End users should keep their software (operating system and applications) up to date.
Software developers may use artificial intelligence (AI) to write better code and find bugs in their software supply chain.
Organisations should include SBOMs in their governance practice and keep it updated.
Organisations should ensure secure software development, including strong access control to the code, regular updates, and training.
Big software developers should contribute back to the (open-source) community, with efforts to check for vulnerabilities and share more reliable code.
Software quality labels can have a positive impact on the choices of the end users and on the software developers’ incentives for good practices.
Encourage efforts by organisations like the Open Source Security Foundation.
Governments and big players should push for security standards, international norms, and regulations.
Avoid ‘software fragmentation’ due to geopolitical tensions, which are likely to cause collateral damages as well.

Ending with a futuristic note: I started this blog post with ‘Everyone can develop software’, then showed how and why that software may end up in a much larger product through the software supply chain, potentially contributing to its (un)security.

In a similar way, ‘Everyone can write articles’ and share them on the internet.
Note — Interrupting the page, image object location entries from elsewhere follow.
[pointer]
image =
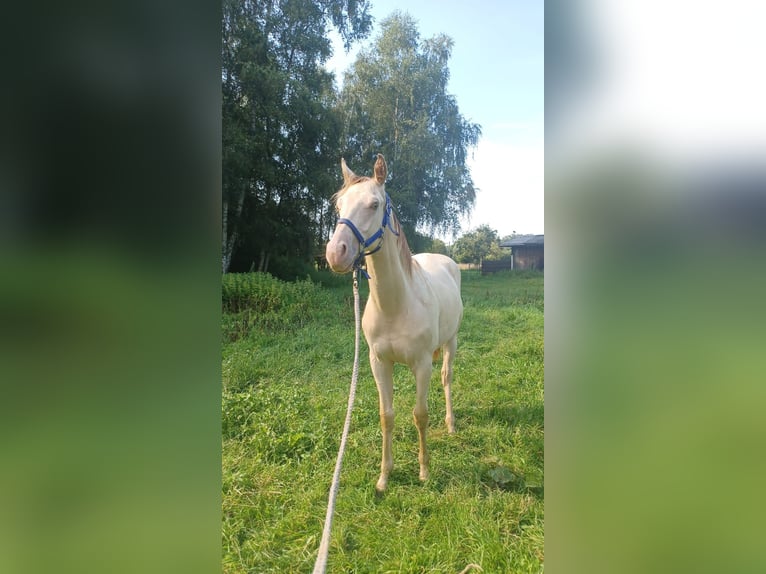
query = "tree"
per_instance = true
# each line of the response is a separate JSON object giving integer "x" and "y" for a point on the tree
{"x": 280, "y": 131}
{"x": 476, "y": 245}
{"x": 394, "y": 101}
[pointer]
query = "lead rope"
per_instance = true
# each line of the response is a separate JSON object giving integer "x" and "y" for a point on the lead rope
{"x": 324, "y": 546}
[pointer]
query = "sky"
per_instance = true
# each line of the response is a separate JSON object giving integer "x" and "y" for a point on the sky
{"x": 497, "y": 77}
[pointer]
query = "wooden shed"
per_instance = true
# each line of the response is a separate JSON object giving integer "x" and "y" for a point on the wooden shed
{"x": 527, "y": 251}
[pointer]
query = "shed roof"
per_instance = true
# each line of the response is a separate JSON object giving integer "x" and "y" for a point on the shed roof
{"x": 523, "y": 240}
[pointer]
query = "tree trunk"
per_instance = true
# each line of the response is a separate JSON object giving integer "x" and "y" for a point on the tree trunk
{"x": 230, "y": 230}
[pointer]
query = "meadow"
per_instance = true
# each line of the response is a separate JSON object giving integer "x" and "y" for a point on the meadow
{"x": 287, "y": 361}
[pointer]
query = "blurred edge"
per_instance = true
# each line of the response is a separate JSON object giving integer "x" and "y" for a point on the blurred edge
{"x": 109, "y": 302}
{"x": 655, "y": 282}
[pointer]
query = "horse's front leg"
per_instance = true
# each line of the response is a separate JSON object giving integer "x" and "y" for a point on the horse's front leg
{"x": 384, "y": 379}
{"x": 422, "y": 372}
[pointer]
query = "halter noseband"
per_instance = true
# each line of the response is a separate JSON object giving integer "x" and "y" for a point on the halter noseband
{"x": 377, "y": 236}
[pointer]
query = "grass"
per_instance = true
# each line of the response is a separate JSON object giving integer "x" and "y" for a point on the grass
{"x": 284, "y": 399}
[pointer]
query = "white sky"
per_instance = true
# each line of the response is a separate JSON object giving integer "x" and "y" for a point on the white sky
{"x": 497, "y": 77}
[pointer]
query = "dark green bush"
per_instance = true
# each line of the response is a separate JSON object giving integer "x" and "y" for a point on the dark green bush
{"x": 259, "y": 300}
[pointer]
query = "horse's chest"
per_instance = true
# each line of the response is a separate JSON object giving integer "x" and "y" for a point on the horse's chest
{"x": 401, "y": 340}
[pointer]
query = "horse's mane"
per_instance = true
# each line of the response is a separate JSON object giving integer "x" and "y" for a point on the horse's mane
{"x": 404, "y": 248}
{"x": 401, "y": 241}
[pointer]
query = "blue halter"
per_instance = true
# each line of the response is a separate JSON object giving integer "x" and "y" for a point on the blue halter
{"x": 377, "y": 236}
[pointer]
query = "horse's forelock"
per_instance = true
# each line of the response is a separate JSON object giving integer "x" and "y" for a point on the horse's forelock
{"x": 345, "y": 188}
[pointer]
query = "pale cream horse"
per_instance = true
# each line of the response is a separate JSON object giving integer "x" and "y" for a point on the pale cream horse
{"x": 414, "y": 308}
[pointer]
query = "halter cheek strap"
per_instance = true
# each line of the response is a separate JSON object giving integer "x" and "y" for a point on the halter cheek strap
{"x": 377, "y": 236}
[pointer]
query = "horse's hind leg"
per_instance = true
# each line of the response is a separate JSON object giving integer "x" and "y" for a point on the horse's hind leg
{"x": 449, "y": 356}
{"x": 422, "y": 373}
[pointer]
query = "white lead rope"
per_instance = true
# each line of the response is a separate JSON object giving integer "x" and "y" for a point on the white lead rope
{"x": 324, "y": 546}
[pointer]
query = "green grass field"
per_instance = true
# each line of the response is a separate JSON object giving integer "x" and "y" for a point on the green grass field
{"x": 287, "y": 363}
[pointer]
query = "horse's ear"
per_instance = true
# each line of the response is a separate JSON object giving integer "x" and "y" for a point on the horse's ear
{"x": 380, "y": 169}
{"x": 348, "y": 175}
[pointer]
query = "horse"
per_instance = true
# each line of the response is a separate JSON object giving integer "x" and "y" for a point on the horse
{"x": 414, "y": 307}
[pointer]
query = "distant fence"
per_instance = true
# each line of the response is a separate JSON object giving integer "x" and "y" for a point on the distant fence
{"x": 494, "y": 266}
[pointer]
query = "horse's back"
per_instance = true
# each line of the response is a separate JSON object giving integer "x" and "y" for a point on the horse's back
{"x": 443, "y": 276}
{"x": 437, "y": 266}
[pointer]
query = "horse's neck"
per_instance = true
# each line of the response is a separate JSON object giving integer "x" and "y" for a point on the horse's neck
{"x": 389, "y": 281}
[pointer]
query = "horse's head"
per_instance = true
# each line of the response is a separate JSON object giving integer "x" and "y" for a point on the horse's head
{"x": 364, "y": 211}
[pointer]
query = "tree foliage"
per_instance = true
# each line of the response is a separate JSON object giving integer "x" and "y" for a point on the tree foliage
{"x": 482, "y": 243}
{"x": 280, "y": 130}
{"x": 395, "y": 101}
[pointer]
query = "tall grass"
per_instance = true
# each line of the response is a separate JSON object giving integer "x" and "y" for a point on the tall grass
{"x": 284, "y": 398}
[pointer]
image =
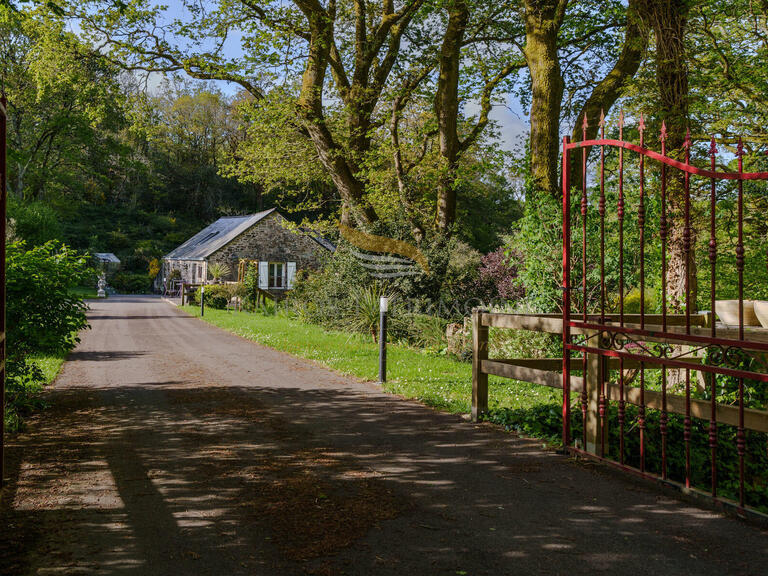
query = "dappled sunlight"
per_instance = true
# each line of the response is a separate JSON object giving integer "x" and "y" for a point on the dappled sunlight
{"x": 166, "y": 463}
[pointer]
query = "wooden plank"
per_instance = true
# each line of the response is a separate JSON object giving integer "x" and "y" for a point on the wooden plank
{"x": 753, "y": 419}
{"x": 527, "y": 374}
{"x": 556, "y": 364}
{"x": 479, "y": 376}
{"x": 549, "y": 322}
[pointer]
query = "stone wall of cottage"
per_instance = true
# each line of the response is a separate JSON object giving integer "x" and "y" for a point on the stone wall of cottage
{"x": 189, "y": 270}
{"x": 269, "y": 241}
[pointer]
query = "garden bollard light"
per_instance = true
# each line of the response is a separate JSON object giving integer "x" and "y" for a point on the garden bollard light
{"x": 383, "y": 306}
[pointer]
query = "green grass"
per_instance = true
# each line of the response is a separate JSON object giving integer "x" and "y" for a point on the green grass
{"x": 438, "y": 381}
{"x": 84, "y": 292}
{"x": 50, "y": 364}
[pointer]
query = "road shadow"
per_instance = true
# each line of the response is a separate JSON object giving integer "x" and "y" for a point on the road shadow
{"x": 181, "y": 479}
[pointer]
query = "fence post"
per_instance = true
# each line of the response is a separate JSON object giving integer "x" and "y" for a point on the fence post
{"x": 383, "y": 307}
{"x": 3, "y": 207}
{"x": 592, "y": 389}
{"x": 479, "y": 353}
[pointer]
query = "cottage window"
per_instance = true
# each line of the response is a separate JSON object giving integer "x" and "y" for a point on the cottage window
{"x": 276, "y": 275}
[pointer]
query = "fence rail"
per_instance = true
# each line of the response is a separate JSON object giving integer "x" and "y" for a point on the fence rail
{"x": 676, "y": 396}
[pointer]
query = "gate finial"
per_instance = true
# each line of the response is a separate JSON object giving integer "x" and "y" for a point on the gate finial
{"x": 621, "y": 124}
{"x": 601, "y": 123}
{"x": 740, "y": 148}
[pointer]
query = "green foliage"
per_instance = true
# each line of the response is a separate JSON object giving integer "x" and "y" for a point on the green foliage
{"x": 42, "y": 312}
{"x": 127, "y": 283}
{"x": 218, "y": 270}
{"x": 425, "y": 331}
{"x": 34, "y": 222}
{"x": 65, "y": 106}
{"x": 538, "y": 238}
{"x": 361, "y": 312}
{"x": 23, "y": 384}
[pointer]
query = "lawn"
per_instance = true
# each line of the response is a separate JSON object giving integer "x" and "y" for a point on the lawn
{"x": 84, "y": 292}
{"x": 439, "y": 381}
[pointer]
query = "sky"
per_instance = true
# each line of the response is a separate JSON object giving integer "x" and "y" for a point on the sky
{"x": 510, "y": 117}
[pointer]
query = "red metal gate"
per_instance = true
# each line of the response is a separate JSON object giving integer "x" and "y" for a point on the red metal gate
{"x": 665, "y": 382}
{"x": 3, "y": 204}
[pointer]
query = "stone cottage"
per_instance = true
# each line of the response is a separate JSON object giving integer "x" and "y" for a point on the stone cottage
{"x": 262, "y": 237}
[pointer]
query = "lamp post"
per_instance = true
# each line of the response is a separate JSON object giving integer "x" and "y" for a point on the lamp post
{"x": 383, "y": 307}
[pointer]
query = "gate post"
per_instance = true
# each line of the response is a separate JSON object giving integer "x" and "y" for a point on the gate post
{"x": 592, "y": 388}
{"x": 595, "y": 384}
{"x": 3, "y": 206}
{"x": 479, "y": 353}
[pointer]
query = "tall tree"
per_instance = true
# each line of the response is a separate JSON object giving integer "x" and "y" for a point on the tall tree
{"x": 669, "y": 19}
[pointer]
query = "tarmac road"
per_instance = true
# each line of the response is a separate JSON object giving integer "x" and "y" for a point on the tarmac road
{"x": 174, "y": 448}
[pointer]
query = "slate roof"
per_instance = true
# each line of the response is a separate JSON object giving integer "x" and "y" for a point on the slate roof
{"x": 215, "y": 236}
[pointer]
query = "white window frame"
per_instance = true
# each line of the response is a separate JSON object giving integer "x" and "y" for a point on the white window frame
{"x": 273, "y": 277}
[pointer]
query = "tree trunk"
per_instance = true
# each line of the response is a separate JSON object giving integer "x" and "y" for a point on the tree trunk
{"x": 668, "y": 18}
{"x": 310, "y": 109}
{"x": 447, "y": 111}
{"x": 543, "y": 19}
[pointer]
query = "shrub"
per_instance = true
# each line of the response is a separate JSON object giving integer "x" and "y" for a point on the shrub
{"x": 127, "y": 283}
{"x": 34, "y": 222}
{"x": 23, "y": 384}
{"x": 42, "y": 313}
{"x": 498, "y": 275}
{"x": 362, "y": 312}
{"x": 425, "y": 331}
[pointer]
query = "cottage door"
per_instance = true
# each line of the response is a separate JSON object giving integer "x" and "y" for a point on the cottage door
{"x": 264, "y": 275}
{"x": 290, "y": 274}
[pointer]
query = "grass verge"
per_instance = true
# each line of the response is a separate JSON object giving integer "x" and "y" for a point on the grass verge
{"x": 437, "y": 381}
{"x": 84, "y": 292}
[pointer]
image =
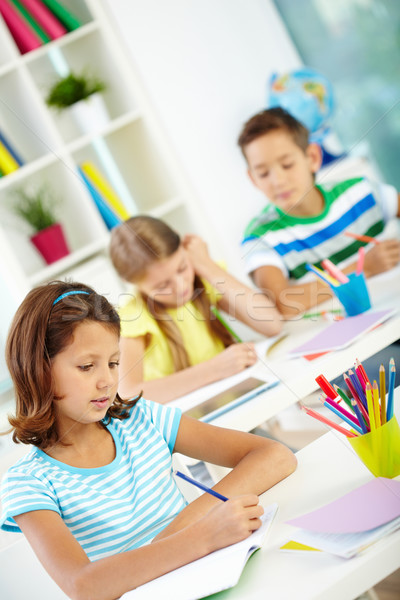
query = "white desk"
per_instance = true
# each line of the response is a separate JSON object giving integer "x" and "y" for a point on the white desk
{"x": 327, "y": 469}
{"x": 297, "y": 376}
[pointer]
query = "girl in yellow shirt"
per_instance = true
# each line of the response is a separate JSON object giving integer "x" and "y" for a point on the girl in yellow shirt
{"x": 171, "y": 341}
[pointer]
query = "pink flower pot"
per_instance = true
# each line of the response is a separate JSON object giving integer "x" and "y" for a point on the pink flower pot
{"x": 51, "y": 243}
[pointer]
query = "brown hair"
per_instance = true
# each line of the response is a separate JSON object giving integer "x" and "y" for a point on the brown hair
{"x": 273, "y": 119}
{"x": 138, "y": 243}
{"x": 42, "y": 327}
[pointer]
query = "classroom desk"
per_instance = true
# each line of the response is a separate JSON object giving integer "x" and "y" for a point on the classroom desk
{"x": 327, "y": 469}
{"x": 297, "y": 375}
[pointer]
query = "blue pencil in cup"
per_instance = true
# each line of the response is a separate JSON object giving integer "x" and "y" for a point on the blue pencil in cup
{"x": 392, "y": 378}
{"x": 350, "y": 289}
{"x": 201, "y": 486}
{"x": 353, "y": 295}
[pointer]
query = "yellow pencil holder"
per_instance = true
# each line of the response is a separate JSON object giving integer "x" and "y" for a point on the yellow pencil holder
{"x": 380, "y": 449}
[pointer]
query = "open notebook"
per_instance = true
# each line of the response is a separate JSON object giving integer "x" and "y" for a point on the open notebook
{"x": 213, "y": 573}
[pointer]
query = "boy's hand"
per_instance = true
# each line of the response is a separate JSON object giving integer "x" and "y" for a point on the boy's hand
{"x": 197, "y": 251}
{"x": 382, "y": 257}
{"x": 234, "y": 359}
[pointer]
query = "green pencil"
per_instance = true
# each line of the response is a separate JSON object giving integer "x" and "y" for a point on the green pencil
{"x": 217, "y": 314}
{"x": 343, "y": 396}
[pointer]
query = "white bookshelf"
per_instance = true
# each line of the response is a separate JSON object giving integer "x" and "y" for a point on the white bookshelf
{"x": 130, "y": 150}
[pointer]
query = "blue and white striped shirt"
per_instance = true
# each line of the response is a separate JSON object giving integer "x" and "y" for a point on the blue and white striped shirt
{"x": 109, "y": 509}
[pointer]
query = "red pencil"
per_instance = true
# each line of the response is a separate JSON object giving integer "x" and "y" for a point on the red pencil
{"x": 326, "y": 386}
{"x": 357, "y": 399}
{"x": 340, "y": 409}
{"x": 323, "y": 419}
{"x": 360, "y": 260}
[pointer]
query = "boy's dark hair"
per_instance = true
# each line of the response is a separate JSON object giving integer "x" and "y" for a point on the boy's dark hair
{"x": 273, "y": 119}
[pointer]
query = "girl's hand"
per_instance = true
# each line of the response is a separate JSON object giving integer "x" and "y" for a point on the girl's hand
{"x": 232, "y": 521}
{"x": 382, "y": 257}
{"x": 234, "y": 359}
{"x": 197, "y": 251}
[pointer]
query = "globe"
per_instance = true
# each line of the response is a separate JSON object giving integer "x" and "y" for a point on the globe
{"x": 307, "y": 95}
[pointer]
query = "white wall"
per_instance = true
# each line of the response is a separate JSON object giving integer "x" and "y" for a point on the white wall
{"x": 205, "y": 65}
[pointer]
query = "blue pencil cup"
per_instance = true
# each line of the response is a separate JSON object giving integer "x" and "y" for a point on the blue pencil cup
{"x": 353, "y": 295}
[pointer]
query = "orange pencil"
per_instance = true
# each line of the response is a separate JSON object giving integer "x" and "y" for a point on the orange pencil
{"x": 323, "y": 419}
{"x": 375, "y": 400}
{"x": 368, "y": 393}
{"x": 382, "y": 392}
{"x": 362, "y": 238}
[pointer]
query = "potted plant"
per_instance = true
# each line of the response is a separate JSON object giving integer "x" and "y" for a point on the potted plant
{"x": 36, "y": 208}
{"x": 81, "y": 95}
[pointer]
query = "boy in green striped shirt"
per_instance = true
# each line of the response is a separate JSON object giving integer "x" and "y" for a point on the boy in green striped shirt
{"x": 304, "y": 222}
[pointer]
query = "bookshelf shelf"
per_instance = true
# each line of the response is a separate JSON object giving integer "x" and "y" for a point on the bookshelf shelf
{"x": 130, "y": 152}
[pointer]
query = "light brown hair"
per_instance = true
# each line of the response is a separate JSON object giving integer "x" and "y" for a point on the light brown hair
{"x": 269, "y": 120}
{"x": 138, "y": 243}
{"x": 42, "y": 328}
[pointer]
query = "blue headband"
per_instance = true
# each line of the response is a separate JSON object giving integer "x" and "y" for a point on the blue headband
{"x": 71, "y": 293}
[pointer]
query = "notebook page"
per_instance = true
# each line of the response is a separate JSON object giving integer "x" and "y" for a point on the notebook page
{"x": 345, "y": 545}
{"x": 213, "y": 573}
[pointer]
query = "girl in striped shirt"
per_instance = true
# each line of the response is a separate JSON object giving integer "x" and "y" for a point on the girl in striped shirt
{"x": 95, "y": 494}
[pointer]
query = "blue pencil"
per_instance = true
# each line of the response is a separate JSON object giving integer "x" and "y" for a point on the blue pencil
{"x": 201, "y": 486}
{"x": 392, "y": 377}
{"x": 357, "y": 385}
{"x": 342, "y": 416}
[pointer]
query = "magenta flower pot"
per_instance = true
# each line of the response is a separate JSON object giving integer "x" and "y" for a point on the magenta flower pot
{"x": 51, "y": 243}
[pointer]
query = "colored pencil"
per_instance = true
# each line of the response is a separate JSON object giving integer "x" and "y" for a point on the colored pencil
{"x": 371, "y": 412}
{"x": 392, "y": 377}
{"x": 360, "y": 260}
{"x": 217, "y": 314}
{"x": 375, "y": 401}
{"x": 322, "y": 313}
{"x": 322, "y": 275}
{"x": 323, "y": 419}
{"x": 362, "y": 375}
{"x": 357, "y": 386}
{"x": 326, "y": 386}
{"x": 343, "y": 396}
{"x": 201, "y": 486}
{"x": 341, "y": 412}
{"x": 362, "y": 238}
{"x": 359, "y": 416}
{"x": 382, "y": 393}
{"x": 334, "y": 271}
{"x": 359, "y": 404}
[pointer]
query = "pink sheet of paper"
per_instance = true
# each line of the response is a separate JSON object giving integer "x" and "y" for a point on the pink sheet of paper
{"x": 342, "y": 333}
{"x": 371, "y": 505}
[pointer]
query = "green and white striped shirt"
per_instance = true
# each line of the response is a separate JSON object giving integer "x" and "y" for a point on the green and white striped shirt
{"x": 276, "y": 238}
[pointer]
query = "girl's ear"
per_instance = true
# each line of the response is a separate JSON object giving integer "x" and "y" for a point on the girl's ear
{"x": 251, "y": 177}
{"x": 314, "y": 155}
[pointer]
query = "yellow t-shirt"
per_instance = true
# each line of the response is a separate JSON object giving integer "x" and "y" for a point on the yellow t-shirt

These articles probably end up training AI systems, potentially contributing to their (un)reliability. AI systems can be biased, discriminative, make wrong decisions, etc., based on the information used to train them. This information can be written by another random person in Nebraska who may have changed his mind since he wrote his article. In the coming years, we may witness the need for ‘information bill of materials’ and many of the best practices mentioned above applied to information instead of software.